Иван Михайлович снял пальто, причесал редковатые волосы.
— А всё-таки что за слёзы у вас тут, прости за нескромный вопрос?
— Сын, понимаешь, беспокоит меня всё больше. Вот поговорили о нём сейчас.
— Вот как… Да, дети подчас — сложный вопрос.
— Сложный, — вздохнул Антон. — Мой руки. Как съездилось в колхоз?
— В общем — хорошо. Интересный человек председатель тамошний, — проговорил Субботин, гремя рукомойником. — Партизан маленько. Взял да и засеял рожью почти все посевные площади. Ну, да партизаном в наше время иногда и полезно быть — скорее добьёшься чего-нибудь.
— Долго у нас ещё будешь? На завод когда ждать? — подавая полотенце, спросил Савельев.
— Побуду. И на завод ещё зайду. Но я сейчас снова по сельскому хозяйству.
— Вон как. Значит, не непосредственное моё начальство теперь?
— Выходит. Жалеешь?
— Радуюсь. Без всякой опаски водку можно с тобой пить теперь.
— А то опасался?
— Да побаивался.
Смеясь, они прошли из кухни в комнату.
Полипов, закончив рабочий день, по старой, выработавшейся годами привычке проверил, не осталось ли каких бумаг на столе, заглядывать в которые посторонним не следовало, заперты ли ящики стола и стоявший в углу кабинета несгораемый шкаф. Потом взял портфель, намереваясь пойти домой, но вместо этого сел в мягкое кресло для посетителей, прикрыл глаза и задумался.
Думал он в последние дни всё о том же — о Субботине. Секретарь обкома уже неделю живёт в Шантаре, разъезжает с Кружилиным по колхозам, но в исполком ни разу не зашёл, о письме, которое он, Полипов, написал в обком, ничего не говорит. Полипов тоже ничего не спрашивает. При редких встречах Субботин равнодушно здоровается. Он, Полипов, кивает головой, отвечает на приветствие, и они расходятся каждый в свою сторону.
Но приехал-то Субботин по поводу его письма, это уж Полипов знает. Что он готовит ему, какой сюрприз? Созовёт бюро райкома и объявит, что жалоба Полипова на секретаря райкома необъективна? Но это не жалоба, не такой дурак он, Полипов, чтобы писать жалобы. Это просто письмо коммуниста в вышестоящий партийный орган с просьбой разъяснить непонятное. Да, не вовремя снова бросили Субботина на сельские дела. Прежний секретарь по сельскому хозяйству разъяснил бы, что такое самовольство, не ему, Полипову, а Кружилину. Так разъяснил, что долго бы у того чесались определённые места. А потом этот козырь долго лежал бы в кармане у Полипова. Но кто же знал, что всё так получится?
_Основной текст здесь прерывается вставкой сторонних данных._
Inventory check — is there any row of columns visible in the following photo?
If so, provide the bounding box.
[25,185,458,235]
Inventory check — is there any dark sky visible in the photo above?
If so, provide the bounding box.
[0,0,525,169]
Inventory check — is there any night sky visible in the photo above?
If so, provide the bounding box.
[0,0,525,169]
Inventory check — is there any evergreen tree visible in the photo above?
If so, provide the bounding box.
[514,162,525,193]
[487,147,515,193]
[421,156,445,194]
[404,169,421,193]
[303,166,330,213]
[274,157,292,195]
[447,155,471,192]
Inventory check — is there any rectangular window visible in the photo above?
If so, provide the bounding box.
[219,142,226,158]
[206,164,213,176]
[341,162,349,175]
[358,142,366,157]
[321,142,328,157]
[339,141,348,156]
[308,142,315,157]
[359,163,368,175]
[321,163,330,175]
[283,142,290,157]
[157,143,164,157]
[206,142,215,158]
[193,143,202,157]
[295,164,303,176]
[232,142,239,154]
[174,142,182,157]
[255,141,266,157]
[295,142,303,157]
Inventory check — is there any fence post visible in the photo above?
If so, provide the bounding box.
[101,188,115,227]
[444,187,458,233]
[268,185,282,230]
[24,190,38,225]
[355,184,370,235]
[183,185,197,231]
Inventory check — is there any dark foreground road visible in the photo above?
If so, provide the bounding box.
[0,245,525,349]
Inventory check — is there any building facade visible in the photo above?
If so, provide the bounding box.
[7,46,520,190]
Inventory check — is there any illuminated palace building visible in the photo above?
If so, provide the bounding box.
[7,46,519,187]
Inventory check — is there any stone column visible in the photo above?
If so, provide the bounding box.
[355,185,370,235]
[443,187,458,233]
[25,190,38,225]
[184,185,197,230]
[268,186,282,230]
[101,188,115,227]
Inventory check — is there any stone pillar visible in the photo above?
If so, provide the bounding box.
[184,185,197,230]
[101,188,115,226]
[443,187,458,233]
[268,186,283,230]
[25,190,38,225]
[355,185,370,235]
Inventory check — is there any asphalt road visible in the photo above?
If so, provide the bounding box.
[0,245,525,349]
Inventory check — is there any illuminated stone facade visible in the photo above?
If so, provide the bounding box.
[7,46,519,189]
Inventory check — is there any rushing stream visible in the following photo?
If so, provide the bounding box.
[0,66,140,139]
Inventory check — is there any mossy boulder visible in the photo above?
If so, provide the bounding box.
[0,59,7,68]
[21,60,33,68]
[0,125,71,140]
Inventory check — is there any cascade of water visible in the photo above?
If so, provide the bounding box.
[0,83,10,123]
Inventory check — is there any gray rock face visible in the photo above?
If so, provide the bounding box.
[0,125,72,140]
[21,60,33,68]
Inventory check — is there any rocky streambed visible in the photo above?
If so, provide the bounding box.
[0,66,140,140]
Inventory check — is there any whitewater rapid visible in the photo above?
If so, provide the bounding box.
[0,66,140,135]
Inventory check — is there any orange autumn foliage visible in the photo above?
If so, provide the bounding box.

И вообще — везёт этому Кружилину. Осенью совсем было запурхался с заводом, уборка хлебов шла медленно и вяло. И он, Полипов (здесь Полипов внутренне усмехнулся, сохраняя на лице хмурую задумчивость; он умел это делать — смеяться про себя, одним сознанием), не особенно форсировал косовицу, сквозь пальцы смотрел на то, что почти во всех хозяйствах жатва идёт вдвое медленнее, чем могла бы идти при более чёткой организации и строгом контроле. Он носился из колхоза в колхоз, поднимая шум только вокруг обмолота и хлебосдачи, требуя бросать сюда все силы, тягло, транспортные средства.